The idea being suggested is that (surprise, surprise!) we need much more data to make this point or to find these surprisingly harmless mutations. That is simply a misleading assertion, or attempted justification, though it has become the intentional industry standard closing argument.
It is of course very possible that we're missing some aspects of the studies and interpretations that are being touted, but we don't think that changes the basic points being made here. They're consistent with the new findings but show that for many very good reasons this is what we knew was generally the case, that 'Mendelian' traits were the exception that led to a century of genetic discovery but only because it focused attention on what was then doable (while, not widely recognized by human geneticists, in parallel, agricultural genetics of polygenic traits showed what was more typical).
But now, if things are being recognized as being contextual much more deeply than in Francis' Collins money-strategy-based Big Data dreams, or 'precision' promises, and our inferential (statistical) criteria are properly under siege, we'll repeat our oft-stated mantra: deeply different, reformed understanding is needed, and a turn to research investment focused on basic science rather than exhaustive surveys, and on those many traits whose causal basis really is strong enough that it doesn't really require this deeper knowledge. In a sense, if you need massive data to find an effect, then that effect is usually very rare and/or very weak.

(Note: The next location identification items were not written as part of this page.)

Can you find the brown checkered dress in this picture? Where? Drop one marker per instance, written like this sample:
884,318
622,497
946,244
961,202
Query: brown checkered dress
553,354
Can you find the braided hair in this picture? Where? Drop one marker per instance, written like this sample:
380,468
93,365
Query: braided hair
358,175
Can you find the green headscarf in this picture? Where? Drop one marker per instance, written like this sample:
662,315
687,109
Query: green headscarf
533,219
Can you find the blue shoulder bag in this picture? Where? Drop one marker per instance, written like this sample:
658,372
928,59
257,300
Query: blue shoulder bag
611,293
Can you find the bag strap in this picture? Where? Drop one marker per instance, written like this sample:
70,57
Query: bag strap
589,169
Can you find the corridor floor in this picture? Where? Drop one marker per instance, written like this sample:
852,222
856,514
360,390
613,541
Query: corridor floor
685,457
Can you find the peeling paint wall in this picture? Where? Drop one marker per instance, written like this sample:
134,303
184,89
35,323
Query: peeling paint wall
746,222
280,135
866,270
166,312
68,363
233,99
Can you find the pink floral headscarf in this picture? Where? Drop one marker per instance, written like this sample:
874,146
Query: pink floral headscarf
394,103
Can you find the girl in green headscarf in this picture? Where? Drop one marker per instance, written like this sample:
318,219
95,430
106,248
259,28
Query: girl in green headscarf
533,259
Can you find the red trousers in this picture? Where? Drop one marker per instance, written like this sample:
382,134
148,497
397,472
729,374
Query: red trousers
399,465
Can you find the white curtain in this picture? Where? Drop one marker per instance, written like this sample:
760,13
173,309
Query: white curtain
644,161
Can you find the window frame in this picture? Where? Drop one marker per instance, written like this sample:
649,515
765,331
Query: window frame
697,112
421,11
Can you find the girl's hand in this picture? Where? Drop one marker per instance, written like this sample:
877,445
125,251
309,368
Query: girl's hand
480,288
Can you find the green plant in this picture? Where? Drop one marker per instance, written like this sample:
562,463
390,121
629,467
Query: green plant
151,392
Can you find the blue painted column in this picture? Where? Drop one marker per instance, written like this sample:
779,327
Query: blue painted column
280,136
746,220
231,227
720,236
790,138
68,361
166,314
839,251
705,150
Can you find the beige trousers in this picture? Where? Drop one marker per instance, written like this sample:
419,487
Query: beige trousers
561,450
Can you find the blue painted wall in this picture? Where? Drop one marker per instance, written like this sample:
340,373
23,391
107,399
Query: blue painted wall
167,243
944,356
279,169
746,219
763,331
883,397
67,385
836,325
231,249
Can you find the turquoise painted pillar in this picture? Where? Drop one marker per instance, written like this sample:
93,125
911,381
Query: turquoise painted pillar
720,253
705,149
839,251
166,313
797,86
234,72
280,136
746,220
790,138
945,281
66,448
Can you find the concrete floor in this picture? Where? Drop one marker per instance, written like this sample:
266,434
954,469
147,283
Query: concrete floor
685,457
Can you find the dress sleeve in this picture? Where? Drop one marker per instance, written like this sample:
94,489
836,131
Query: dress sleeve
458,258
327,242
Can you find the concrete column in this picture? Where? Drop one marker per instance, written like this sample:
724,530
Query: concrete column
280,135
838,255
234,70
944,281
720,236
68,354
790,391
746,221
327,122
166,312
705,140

And by the way, the same must be true for normal traits, like stature, intelligence, and so on, for which we're besieged with genome-mapping assertions, and this must also apply to ideas about gene-specific responses to natural selection in evolution. Responses to environment (diet etc.) manifestly have the same problem. It is not just a strange finding of exome mapping studies for disease. Likewise, 'normal' study subjects now being asked for in huge numbers may get the target trait later on in their lives, except for traits basically present early in life. One can't doubt that misattributing the cause of such traits is an important problem, but we need to think of better solutions that Big Big Data, because not confirming a gene doesn't help, or finding that 'the' gene is only 'the' gene in some genomic or environmental backgrounds is the proverbial and historically frustrating needle in the haystack search. So the story's advocated huge samples of 'normals' (random individuals) cannot really address the causal issue definitively (except to show what we know, that there's a big problem to be solved). Selected family data may–may–help identify a gene that really is causal, but even they have some of the same sorts of problems. And may apply only to that family.
The ExAC study is focused on severe diseases, which is somewhat like Mendel's selective approach, because it is quite obvious that complex diseases are complex. It is plausible that severe, especially early onset diseases are genetically tractable, but it is not obvious that ever more data will answer the challenge. And, ironically, the ExAC study has removed just such diseases from their consideration! So they're intentionally showing what is well known, that we're in needle in haystacks territory, even when someone has reported big needles.
Finally, we have to add that these points have been made by various authors for many years, often based on principles that did not require mega-studies to show. Put another way, we had reason to expect what we're seeing, and years of studies supported that expectation. This doesn't even consider the deep problems about statistical inference that are being widely noted and the deeply entrenched nature of that approach's conceptual and even material invested interests (see this week's Aeon essay, e.g.). It's time to change, but doing so would involve deeply revising how resources are used–of course one of our common themes here on the MT–and that is a matter almost entirely of political economy, not science. That is, it's as much about feeding the science industry as it is about medicine and public health. And that is why it's mainly about business as usual rather than real reform.